The defence minister is prepared to send large numbers of soldiers to their death in order to realise her plans of imperialist militarism. “I know exactly how many of our soldiers were killed and injured in the ISAF operation [International Security Assistance Force in Afghanistan],” she said.

Kramp-Karrenbauer was even more explicit in an extended interview she gave to the Süddeutsche Zeitung on the same topic. Responding to the remark that her plans would result in “more soldiers coming back in body bags,” she said, “every operation is dangerous,” before going on in the same sentence to call for an expansion of military operations in the Sahel region.

To organise future military interventions more effectively, the defence minister proposed the creation of a national security council, which would “ensure the reliable coordination of our strategic instruments,” bring together “diplomacy, the military, business and trade, internal security, and development aid,” and ensure “our international contributions to crisis management have a more rapid and effective impact.”

Kramp-Karrenbauer plans to significantly increase military spending to realise her proposals. “For the first time, we have broken through the €50 billion sound barrier for next year,” she enthused. “That is a major achievement. But it isn’t sufficient, because we need it to rise to 1.5 percent of GDP by 2024 and 2 percent by 2031 at the latest.” This corresponds to a sum of around €90 billion.

When Germany’s president and two government ministers announced the end of military restraint at the Munich Security Conference in February 2014, the World Socialist Web Site warned that the ruling elite was returning to its criminal militarist traditions. “German imperialism appears once again as it emerged historically. It is pushing into Eastern Europe and the areas of the Former Soviet Union, and is reviving its colonialist policy in Africa,” we wrote at the time.

Kramp-Karrenbauer has now confirmed how correct that warning was. In her Süddeutsche Zeitung interview, she referred directly to the statements made at that time. “We reached a consensus at the Munich Security Conference in 2014,” she stated. “There, Joachim Gauck as German president, Frank-Walter Steinmeier as foreign minister, and Ursula von der Leyen as defence minister declared in unison: Germany must assume more responsibility.”
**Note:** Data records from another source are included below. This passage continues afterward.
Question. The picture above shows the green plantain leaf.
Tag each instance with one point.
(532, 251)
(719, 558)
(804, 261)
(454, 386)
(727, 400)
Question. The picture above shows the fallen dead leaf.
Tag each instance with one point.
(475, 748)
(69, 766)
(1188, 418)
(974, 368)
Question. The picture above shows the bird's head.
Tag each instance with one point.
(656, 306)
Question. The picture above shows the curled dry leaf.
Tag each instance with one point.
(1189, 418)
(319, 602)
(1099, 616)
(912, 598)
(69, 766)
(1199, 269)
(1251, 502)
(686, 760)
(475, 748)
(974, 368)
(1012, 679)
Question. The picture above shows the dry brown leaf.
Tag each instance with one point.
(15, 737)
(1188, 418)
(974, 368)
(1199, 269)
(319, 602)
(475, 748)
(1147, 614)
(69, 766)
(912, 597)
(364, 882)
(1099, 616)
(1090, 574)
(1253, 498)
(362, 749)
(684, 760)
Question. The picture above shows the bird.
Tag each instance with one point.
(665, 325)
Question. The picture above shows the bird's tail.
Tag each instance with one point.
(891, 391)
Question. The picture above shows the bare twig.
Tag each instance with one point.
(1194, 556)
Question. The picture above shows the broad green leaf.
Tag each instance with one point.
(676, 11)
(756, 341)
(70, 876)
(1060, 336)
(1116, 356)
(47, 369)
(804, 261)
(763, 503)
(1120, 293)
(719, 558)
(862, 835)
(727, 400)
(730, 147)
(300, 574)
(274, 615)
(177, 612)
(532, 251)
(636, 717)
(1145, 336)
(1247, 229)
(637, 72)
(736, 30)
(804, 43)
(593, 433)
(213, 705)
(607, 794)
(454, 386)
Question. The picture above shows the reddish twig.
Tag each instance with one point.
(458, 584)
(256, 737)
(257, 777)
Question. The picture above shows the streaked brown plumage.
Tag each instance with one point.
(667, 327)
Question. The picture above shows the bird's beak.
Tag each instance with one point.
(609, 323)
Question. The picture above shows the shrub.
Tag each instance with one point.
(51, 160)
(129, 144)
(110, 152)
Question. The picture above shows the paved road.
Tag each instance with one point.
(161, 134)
Since then, military spending has risen dramatically, German troops have been deployed to Russia’s borders, military operations have been expanded to Iraq, Syria and Mali, and the right-wing extremist Alternative for Germany has been established to impose the war policy in the face of widespread opposition in the population. Since 2017, the federal secret service has officially justified its surveillance of the Sozialistische Gleichheitspartei (Socialist Equality Party, SGP) due to its “advocacy of a democratic, egalitarian and socialist society” and its “agitation against so-called ‘imperialism’ and ‘militarism’.”

But for Kramp-Karrenbauer, this is far from enough. “We have not always managed to live up to the expectations we raised in Munich,” she continued. “At a time when the United States is in retreat, we are called upon to do more. Over recent years, we have often failed to be active enough.” Germany should not only intervene when it is asked, but must “take the initiative and provide an impulse” and be prepared “to bear the costs of that—financially, politically, and morally.”

The leader of the Christian Democrats (CDU) can be certain of the support of all parliamentary parties—from the AfD to the Left Party—which have all backed the return of German militarism. Only the SGP is resisting this dangerous development by arming workers and young people with a socialist and internationalist programme. A repetition of the crimes and catastrophes of the past can only be prevented through the building of an independent movement of the working class, which links the struggle against war with the fight against its root cause: the capitalist profit system.